Auch China-Expansion mit Partner

Genauso hatte Uber im vergangenen Jahr schon sein Vorgehen im chinesischen Markt geändert. Nach Milliarden-Verlusten in einem ruinösen Preiskampf ging der US-Konzern schließlich mit dem größten chinesischen Konkurrenten Didi Chuxing zusammen. Auch Yandex-Taxi schreckte nicht vor Rabattschlachten zurück.

Die gemeinsame Firma werde auf 35 Millionen Fahrten pro Monat kommen und sei in 127 Städten aktiv, betonten die Partner. Uber erklärte, man habe in den vergangenen drei Jahren rund 170 Mio. Dollar (148,48 Mio. Euro) in der Region investiert. Damit verlor Uber dort deutlich weniger Geld als in China.

Die Verhandlungen über einen Zusammenschluss seien bereits im Februar eingeleitet worden, berichtete das "Wall Street Journal" unter Berufung auf informierte Personen.

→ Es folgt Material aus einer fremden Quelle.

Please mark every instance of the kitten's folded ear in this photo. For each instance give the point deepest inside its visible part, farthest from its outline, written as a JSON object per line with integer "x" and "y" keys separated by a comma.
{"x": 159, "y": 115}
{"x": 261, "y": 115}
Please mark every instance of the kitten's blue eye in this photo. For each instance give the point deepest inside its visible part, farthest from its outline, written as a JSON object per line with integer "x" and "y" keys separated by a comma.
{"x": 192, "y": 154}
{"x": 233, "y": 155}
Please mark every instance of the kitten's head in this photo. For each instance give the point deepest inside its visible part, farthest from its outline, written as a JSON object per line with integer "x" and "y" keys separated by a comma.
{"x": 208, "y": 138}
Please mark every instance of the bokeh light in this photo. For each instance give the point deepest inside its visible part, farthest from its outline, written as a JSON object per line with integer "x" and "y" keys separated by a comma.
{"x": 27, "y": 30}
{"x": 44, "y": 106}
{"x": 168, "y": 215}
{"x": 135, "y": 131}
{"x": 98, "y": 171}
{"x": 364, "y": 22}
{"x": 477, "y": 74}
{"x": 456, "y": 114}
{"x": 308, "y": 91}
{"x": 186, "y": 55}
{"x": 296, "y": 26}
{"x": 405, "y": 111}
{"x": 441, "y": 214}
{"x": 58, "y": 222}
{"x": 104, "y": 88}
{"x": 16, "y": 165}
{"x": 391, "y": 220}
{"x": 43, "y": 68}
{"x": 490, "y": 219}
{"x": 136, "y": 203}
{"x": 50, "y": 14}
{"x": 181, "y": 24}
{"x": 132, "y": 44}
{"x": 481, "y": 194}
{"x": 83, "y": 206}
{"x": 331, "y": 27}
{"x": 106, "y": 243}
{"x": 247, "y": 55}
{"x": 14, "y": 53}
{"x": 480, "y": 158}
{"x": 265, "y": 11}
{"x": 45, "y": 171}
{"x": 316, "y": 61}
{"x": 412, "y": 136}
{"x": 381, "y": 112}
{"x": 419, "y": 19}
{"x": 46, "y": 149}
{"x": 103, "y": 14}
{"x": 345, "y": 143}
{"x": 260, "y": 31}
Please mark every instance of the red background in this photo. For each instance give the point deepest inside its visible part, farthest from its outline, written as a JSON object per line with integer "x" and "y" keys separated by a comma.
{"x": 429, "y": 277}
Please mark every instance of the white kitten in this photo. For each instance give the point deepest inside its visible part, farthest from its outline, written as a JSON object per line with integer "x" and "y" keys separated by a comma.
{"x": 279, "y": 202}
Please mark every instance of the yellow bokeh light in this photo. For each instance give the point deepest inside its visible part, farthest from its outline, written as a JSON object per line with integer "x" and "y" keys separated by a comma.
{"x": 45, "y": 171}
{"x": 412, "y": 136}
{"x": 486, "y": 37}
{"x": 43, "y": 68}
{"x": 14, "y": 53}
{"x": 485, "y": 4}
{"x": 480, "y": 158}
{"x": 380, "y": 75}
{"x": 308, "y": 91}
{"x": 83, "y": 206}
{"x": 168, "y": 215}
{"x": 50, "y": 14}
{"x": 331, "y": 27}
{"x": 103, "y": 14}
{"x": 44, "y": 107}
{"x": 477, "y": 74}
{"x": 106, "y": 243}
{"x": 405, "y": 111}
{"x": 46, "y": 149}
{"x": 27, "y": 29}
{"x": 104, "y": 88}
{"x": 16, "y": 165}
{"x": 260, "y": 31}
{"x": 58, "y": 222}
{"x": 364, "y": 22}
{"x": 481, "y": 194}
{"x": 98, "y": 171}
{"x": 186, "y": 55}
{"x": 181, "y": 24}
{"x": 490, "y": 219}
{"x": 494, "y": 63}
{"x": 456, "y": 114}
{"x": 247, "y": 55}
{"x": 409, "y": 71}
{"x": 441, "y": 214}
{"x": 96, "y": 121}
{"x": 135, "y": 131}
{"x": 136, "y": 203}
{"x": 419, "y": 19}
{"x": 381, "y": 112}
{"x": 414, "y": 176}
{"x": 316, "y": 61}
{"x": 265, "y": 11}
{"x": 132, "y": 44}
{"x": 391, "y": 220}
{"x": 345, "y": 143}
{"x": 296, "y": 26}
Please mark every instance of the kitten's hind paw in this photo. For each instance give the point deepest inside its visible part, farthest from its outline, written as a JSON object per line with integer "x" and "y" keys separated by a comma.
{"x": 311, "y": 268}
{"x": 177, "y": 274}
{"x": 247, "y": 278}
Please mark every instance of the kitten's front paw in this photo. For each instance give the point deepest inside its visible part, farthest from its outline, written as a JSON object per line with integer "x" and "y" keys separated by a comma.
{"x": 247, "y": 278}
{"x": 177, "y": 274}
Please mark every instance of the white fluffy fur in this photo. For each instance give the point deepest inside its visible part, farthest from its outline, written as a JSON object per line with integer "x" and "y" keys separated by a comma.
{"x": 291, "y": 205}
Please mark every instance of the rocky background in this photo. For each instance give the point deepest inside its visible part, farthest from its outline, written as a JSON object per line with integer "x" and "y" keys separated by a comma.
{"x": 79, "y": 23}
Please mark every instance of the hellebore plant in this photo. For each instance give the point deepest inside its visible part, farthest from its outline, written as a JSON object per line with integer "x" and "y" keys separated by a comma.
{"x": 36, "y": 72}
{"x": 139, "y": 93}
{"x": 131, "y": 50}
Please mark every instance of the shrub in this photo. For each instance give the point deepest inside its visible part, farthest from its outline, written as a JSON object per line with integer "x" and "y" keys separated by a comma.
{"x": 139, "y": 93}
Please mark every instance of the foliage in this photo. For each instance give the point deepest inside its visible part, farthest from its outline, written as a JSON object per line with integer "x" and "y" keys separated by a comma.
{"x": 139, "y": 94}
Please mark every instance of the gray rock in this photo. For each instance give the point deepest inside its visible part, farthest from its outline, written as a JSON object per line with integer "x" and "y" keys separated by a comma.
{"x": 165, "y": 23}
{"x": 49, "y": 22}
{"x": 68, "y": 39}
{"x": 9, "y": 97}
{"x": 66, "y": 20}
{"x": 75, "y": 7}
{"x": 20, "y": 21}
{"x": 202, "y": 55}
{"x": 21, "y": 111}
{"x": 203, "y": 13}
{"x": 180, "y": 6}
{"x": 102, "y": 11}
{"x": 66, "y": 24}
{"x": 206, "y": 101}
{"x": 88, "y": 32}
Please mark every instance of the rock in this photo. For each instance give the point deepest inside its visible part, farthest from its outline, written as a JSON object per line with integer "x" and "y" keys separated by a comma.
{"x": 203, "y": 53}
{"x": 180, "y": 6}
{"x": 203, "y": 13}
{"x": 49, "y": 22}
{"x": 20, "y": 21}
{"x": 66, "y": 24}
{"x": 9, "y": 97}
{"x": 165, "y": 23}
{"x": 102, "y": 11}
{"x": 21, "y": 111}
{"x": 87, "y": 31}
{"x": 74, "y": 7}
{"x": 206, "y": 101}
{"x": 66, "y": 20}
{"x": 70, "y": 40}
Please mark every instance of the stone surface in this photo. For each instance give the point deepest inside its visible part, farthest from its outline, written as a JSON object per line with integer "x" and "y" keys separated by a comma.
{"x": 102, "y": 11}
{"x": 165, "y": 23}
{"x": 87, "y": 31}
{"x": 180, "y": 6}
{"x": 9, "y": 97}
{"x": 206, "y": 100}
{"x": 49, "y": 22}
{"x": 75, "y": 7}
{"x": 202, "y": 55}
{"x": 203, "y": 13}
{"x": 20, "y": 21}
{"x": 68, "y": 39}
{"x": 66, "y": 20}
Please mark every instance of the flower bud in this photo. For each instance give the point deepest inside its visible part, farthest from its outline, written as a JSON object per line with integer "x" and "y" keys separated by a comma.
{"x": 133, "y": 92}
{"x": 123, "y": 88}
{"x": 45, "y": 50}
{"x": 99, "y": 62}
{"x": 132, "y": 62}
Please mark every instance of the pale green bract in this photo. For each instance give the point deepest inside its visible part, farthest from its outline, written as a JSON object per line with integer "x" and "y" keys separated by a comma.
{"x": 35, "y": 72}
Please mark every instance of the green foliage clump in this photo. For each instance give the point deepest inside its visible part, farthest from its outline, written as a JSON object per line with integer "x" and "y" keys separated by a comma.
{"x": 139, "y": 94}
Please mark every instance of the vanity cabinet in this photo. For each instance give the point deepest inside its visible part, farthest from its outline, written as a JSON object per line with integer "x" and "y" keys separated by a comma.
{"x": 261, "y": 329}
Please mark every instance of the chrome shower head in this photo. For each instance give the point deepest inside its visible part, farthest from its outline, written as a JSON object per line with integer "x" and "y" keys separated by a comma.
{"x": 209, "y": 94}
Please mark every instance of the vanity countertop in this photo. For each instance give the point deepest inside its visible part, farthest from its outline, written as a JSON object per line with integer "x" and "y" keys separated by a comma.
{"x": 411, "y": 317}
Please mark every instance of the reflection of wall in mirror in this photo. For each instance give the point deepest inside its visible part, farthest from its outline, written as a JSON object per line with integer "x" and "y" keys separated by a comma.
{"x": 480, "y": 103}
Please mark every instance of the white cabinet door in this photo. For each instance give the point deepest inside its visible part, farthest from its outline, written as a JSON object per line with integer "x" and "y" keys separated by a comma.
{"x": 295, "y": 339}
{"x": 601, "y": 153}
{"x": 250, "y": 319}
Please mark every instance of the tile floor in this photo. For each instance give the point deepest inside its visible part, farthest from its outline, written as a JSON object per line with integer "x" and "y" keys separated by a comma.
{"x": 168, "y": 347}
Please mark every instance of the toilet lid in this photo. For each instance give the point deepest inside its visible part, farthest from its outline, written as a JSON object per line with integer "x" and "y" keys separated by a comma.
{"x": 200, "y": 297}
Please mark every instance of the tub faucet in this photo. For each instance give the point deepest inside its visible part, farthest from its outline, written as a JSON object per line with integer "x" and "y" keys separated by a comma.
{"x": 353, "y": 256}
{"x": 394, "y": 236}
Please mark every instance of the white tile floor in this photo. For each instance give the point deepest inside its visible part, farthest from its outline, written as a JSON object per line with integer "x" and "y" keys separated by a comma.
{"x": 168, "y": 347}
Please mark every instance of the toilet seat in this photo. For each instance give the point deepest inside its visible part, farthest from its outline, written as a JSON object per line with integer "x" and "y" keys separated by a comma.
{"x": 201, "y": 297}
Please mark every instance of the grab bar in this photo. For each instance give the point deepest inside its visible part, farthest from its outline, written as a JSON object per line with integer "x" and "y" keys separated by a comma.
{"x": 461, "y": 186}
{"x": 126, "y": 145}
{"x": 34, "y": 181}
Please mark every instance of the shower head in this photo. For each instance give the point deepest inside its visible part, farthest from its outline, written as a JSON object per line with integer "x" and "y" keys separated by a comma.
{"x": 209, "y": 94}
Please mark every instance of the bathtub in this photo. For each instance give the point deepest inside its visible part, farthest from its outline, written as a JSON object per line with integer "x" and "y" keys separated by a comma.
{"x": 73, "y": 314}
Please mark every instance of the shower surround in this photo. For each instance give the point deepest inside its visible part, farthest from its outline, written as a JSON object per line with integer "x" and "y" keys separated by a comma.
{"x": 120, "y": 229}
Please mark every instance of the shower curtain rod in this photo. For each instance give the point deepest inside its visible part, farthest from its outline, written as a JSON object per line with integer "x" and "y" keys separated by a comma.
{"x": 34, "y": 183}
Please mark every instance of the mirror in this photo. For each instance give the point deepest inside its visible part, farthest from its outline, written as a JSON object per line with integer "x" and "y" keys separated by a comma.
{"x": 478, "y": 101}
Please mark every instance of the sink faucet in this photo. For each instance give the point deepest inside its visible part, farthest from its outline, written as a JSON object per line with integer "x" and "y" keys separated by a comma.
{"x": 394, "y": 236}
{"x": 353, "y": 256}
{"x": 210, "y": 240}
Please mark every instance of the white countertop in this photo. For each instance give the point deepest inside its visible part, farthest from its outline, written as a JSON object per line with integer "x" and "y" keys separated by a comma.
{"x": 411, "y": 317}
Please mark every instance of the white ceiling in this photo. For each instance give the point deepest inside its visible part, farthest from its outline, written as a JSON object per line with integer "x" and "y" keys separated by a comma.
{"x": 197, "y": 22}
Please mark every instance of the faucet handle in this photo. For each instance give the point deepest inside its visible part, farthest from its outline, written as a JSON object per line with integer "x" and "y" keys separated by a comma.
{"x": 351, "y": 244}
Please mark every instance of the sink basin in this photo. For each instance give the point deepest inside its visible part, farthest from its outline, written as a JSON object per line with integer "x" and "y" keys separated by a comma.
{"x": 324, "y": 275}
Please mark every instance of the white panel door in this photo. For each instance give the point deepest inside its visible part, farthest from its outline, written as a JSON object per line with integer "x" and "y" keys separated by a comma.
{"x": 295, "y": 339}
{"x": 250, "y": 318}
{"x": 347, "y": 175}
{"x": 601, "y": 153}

Uber wächst weiterhin schnell, fährt aber nach wie vor Milliardenverluste ein. Marktbeobachter stellen immer wieder infrage, ob Uber ohne Änderungen am Geschäftsmodell jemals profitabel werden kann. Das Start-up nahm mehr als zehn Mrd. Dollar (8,73 Mrd. Euro) bei Investoren ein und wurde dabei laut Medienberichten mit bis zu 69 Mrd. Dollar (60,27 Mrd. Euro) bewertet. Diese Investoren wollen irgendwann bei einem Börsengang Kasse machen und setzen darauf, dass Uber schneller in die Gewinnzone kommt.